Recently I have set up some of my VM’s on Vultr. Now the Firewall from Vultr is fine, however I wanted something a little more advanced. I use PFSense normally and wanted to use this on Vultr too. I wanted to be able to have a site-to-site VPN from Vultr to my homelab setup. I also wanted to have some more advanced routing options.
Below I will show you how I have used PFSense to broker access to my other VM’s on Vultr. I have blocked all access to the VM’s using their assigned public IP and only allow access from behind PFSense using its assigned Public IP.
*I won’t be showing you how to setup a site-to-site VPN.
Create the Cloud Compute Instance
- Log into Vultr and select deploy a new Cloud Compute Instance.

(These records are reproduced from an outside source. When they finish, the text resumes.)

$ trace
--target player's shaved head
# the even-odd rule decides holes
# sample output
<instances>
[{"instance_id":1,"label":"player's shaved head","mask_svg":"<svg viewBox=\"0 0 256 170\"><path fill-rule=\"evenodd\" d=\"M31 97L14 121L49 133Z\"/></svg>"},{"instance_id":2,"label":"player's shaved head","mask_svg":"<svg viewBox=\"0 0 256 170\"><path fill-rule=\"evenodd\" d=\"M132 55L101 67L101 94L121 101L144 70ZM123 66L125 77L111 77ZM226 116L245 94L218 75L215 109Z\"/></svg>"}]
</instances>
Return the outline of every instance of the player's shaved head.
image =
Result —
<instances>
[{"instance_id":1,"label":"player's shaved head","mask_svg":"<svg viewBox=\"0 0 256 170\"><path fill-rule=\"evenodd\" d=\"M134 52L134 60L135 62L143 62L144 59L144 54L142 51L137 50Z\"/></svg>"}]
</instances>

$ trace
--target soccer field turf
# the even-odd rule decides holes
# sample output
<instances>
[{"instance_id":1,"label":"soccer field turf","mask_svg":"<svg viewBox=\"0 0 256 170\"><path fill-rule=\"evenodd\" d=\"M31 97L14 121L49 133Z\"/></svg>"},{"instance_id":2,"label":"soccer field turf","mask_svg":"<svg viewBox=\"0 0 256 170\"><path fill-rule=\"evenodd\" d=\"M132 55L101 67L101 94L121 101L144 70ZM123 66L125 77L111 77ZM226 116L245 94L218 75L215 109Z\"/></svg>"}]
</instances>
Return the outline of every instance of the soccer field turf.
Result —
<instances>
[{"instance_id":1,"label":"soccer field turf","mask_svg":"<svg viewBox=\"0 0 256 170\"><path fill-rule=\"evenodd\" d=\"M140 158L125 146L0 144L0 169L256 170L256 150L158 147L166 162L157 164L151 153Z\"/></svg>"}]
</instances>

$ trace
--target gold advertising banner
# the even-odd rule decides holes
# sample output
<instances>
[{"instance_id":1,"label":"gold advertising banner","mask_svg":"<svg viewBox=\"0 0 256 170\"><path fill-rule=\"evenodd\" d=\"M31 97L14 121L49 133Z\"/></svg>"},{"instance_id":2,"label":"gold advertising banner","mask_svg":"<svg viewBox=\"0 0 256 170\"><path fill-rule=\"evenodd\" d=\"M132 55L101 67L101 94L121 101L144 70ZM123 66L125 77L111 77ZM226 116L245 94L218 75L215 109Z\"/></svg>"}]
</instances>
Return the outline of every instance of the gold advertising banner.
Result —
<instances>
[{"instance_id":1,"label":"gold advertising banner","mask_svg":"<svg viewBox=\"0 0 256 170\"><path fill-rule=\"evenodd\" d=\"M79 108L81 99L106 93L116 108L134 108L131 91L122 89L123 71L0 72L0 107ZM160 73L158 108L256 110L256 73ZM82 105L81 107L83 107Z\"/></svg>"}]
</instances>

- Select the location of your instance (Ideally the closest to you).
- Select FreeBSD 12.2 as the server OS and select the size of your instance. The $5 instance should do nicely for a HomeLab.

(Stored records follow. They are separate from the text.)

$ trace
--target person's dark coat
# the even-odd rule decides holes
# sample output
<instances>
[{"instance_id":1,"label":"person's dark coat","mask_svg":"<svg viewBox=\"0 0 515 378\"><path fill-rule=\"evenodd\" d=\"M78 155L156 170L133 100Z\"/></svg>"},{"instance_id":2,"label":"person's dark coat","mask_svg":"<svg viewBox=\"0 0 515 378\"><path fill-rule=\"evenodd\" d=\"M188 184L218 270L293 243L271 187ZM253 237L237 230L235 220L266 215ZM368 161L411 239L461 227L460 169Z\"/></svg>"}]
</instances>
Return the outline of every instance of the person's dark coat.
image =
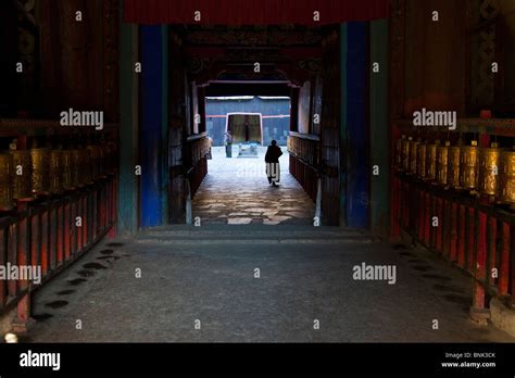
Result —
<instances>
[{"instance_id":1,"label":"person's dark coat","mask_svg":"<svg viewBox=\"0 0 515 378\"><path fill-rule=\"evenodd\" d=\"M278 146L268 146L265 154L266 163L279 163L279 156L282 154L280 147Z\"/></svg>"}]
</instances>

- Leave the other options default, enter a Server Label of “PFSense”. Click Deploy Now.
- Let your instance install, it will show Running when finished.
We install FreeBSD to set up the drives initially. Now we can install PFSense.
*If you don’t install FreeBSD first, PFSense won’t be able to find a Drive.
- Click on your instance and go to Settings, click on Custom ISO.
- Change the ISO to PFsense and click “Attach ISO and Reboot“.
- You can then click on the “View Console” button in the top right.
- When ready you should see the PFSense setup screen in the console. Follow all the defaults.
- Select Accept, then Install, then Select, then OK, then Select, then OK.
- At ZFS Configuration press space and then enter. Then select YES.
- When PFSense is done, you will see this screen.
- Now go back to your VM Instance and under Settings -> Custom ISO. Select Remove ISO.
- Go back to the console and once your VM has rebooted, you should see the VLAN setup screen.
- Enter N and press enter.
- Enter vtnet0 and press enter.
- Press enter for the LAN as we don’t have one currently.
- Enter Y and press enter to proceed.
- This will finalize the installation.
Set Up PFSense
- Type in the IP assigned to your server.
- At the log in screen enter admin and pfsense as the password.
- Select next, then next again.
- Enter a hostname and DNS servers if you like. I’m using Google and Cloudflare DNS.
- Set the time zone.
- Leave the WAN as DHCP and press next.
- Enter a strong admin password.
- Press Reload.
- Press Finish.
Configure an Anti-Lockout Rule
If you don’t add this rule, when we add the LAN later, it will block us from accessing PFsense via the WAN IP.
- Go to Firewall -> Rules.
- Add a rule with the following options. Destination: WAN Address, Protocol: TCP, Source: singe host or alias / any (I would highly recommend putting in the IP address from which you are accessing PFSense, if it’s static. This stops anyone from being able to access the web console.)
Set up the Vultr internal LAN
- In Vultr go to Network -> VPC Networks. Select Add.
- Choose the location your server is in.
- Leave everything else default. Enter a name and press Add Network.
Assign LAN to PFsense
- Select your VM and go to Settings -> IPv4.
- Under VPC use the drop down to select the VPC you created earlier. Press Attach VPC, then Attach VPC again.
- Once added, make note of the IP address and subnet.
- PFSense will now reboot. It will then have a second interface.
- Back in PFSense, select Interfaces -> assignments.
- Under Available network ports select the add button, then click save.
- Now press the LAN name.
- Tick Enable interface, change IPv4 to Static IPv4, enter the local IP from earlier and the subnet. Change the MTU to 1450.
- Press Save, then apply changes.
Thats it. Now you have PFSense setup to act as a router between the internet and your other VM’s.
On your other VM’s you just need to attach the same VPC Network to them. Then set the IP configuration of that interface on the VM to the IP given when you attach it to the VM. (Settings -> IPv4 -> VPC Network) Use your PFsense LAN IP as the default gateway.
On your other VM’s I would also recommend you set up a Firewall in Vultr that blocks all access and assign this to them. This blocks the traffic coming in on their assigned public IP, as we are now using PFSense instead.
I would also recommend setting up a VPN to access the pfsense interface and other VM’s. I currently use Wireguard and it is a great stable and fast VPN.